From the overlook it’s easy to see that the canyon’s steep walls are topped by basalt, a dark volcanic rock that erupted as a series of lava flows from multiple fissures to the northeast. The youngest basalt capping the rims is estimated to be just 6 million years old — more than a quarter of a billion years younger than the Coconino and Schnebly Hill formations and other Paleozoic units that lie directly beneath it.

Because basalt of the same age is present on both canyon rims, the lava must have erupted before the modern Oak Creek Canyon was carved. The timing coincides with a period of continental extension, or stretching, that roiled the region. Geologists think this tension reactivated a pre-existing fault, causing the canyon’s eastern side to drop lower relative to its western side. This eastward-dipping motion has visibly offset the basalt and other rocks and left the eastern rim sitting about 200 meters lower than the west rim. Over the last 6 million years, the igneous cap rock sheltered the underlying Paleozoic sedimentary rocks, fortuitously helping to preserve the remnants of Pangea’s long-lost shoreline.

Vortices and Vineyards

The Sycamore Pass sub-unit represents coastal dunes alternating with tidal flats. Credit: Terri Cook and Lon Abbott.

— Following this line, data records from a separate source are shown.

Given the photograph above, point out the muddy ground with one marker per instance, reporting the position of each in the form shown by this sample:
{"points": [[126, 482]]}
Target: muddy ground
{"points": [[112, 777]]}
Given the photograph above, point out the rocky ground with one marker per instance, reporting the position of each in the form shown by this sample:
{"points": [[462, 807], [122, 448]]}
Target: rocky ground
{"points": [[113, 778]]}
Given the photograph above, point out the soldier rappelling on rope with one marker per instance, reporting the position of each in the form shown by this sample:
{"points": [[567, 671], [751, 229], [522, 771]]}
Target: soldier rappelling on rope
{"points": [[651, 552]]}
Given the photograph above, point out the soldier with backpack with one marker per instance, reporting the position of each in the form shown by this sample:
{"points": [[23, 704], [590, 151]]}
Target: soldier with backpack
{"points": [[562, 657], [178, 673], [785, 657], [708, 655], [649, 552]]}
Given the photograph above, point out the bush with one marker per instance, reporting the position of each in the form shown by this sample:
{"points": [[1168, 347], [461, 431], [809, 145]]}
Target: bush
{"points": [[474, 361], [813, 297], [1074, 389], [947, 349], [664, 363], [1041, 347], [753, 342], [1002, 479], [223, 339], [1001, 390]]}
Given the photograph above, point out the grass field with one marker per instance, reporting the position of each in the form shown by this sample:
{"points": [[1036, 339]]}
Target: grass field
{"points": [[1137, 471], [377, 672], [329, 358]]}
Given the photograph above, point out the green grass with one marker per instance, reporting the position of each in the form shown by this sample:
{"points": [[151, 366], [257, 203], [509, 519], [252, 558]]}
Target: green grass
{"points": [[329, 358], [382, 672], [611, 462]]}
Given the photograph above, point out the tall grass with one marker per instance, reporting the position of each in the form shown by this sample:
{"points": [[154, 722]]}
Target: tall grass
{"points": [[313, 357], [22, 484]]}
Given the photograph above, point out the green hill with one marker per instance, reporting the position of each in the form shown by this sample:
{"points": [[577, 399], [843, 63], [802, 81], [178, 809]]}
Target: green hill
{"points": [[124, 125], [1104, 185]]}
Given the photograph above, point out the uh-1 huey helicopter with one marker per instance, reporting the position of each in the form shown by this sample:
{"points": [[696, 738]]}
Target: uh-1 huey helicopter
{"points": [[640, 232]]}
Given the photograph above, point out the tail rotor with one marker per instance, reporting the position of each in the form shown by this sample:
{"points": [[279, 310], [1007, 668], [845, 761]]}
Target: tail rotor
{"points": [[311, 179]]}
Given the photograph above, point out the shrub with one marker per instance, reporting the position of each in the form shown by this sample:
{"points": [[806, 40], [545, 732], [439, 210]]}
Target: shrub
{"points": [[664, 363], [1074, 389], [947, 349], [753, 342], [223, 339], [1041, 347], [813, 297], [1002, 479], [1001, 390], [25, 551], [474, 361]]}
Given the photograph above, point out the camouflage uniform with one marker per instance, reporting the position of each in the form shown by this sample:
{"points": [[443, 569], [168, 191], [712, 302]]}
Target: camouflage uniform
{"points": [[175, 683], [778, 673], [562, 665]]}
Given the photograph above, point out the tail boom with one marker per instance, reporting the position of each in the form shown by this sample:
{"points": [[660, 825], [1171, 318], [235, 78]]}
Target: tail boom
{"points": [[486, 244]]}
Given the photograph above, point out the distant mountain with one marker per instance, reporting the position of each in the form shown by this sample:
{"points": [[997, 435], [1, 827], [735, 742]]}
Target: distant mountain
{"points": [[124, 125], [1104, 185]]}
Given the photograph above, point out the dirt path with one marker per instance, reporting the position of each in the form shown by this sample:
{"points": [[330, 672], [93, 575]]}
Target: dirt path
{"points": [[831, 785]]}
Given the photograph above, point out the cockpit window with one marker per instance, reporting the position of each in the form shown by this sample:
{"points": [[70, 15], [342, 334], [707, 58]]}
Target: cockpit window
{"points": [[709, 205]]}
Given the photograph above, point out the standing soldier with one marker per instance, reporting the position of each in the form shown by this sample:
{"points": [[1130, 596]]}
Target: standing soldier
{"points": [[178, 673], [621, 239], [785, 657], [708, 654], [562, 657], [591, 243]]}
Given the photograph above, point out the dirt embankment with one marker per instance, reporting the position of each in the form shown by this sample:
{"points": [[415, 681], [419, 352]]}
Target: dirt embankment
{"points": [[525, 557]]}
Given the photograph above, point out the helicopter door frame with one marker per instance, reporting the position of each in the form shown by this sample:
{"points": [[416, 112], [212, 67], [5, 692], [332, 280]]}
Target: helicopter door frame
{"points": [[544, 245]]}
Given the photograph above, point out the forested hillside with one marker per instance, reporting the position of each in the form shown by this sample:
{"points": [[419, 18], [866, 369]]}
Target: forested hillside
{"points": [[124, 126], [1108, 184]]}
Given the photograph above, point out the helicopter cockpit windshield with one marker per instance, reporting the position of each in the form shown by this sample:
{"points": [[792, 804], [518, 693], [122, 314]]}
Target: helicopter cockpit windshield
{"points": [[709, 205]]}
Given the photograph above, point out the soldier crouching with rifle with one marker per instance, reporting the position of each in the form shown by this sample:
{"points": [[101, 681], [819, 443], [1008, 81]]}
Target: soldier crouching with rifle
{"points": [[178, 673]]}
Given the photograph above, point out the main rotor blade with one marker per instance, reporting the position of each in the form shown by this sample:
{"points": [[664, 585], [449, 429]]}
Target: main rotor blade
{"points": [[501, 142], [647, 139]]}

In addition to Bell Rock, Sedona’s other energy vortices include Airport Mesa, Boynton Canyon and the Chapel of the Holy Cross, a Roman Catholic chapel dramatically sited among some of the area’s most spectacular red rocks. Boynton Canyon is a great place to check out whether you can feel the vibes emanating from one of Sedona’s reputed vortices — and also enjoy amazing red-rock views. According to New Age beliefs, people can sense this vortex, which is centered upon the two rock formations rising above the end of the short Boynton Vista Trail, by resting their foreheads on the stone. It’s also a great picnic spot and is just a short distance off the moderate 10-kilometer (round trip) Boynton Canyon Trail, which is popular for its beautiful views and fall foliage.

When you are ready to relax, try checking out some of Sedona’s art galleries, which number in the dozens; or visit the area’s renowned spas or flourishing wineries, most of which can be found in the nearby Verde Valley. Three of the closest wineries are located just a few minutes' drive southwest of Sedona along Page Springs Road. These include the Javelina Leap Vineyard and Winery, a family-operated winery specializing in zinfandel and other red wines grown on volcanic soils. The neighboring Page Springs Cellars offers Rhône-style blends made from grenache, syrah, mourvèdre and petite syrah grapes. Page Springs also offers massages. Finally, the adjacent Oak Creek Vineyards and Winery offers a larger selection of white wines as well as two dessert wines, the ruby-red Arizona Port and the smooth Arizona Cream Sherry, a blend of sweet, late-harvest chardonnay grapes with brandy.

Regardless of which you choose, kicking back with a glass of local wine and watching the sun set behind Sedona’s red rocks is a perfect way to end a day spent journeying on the edge of a supercontinent.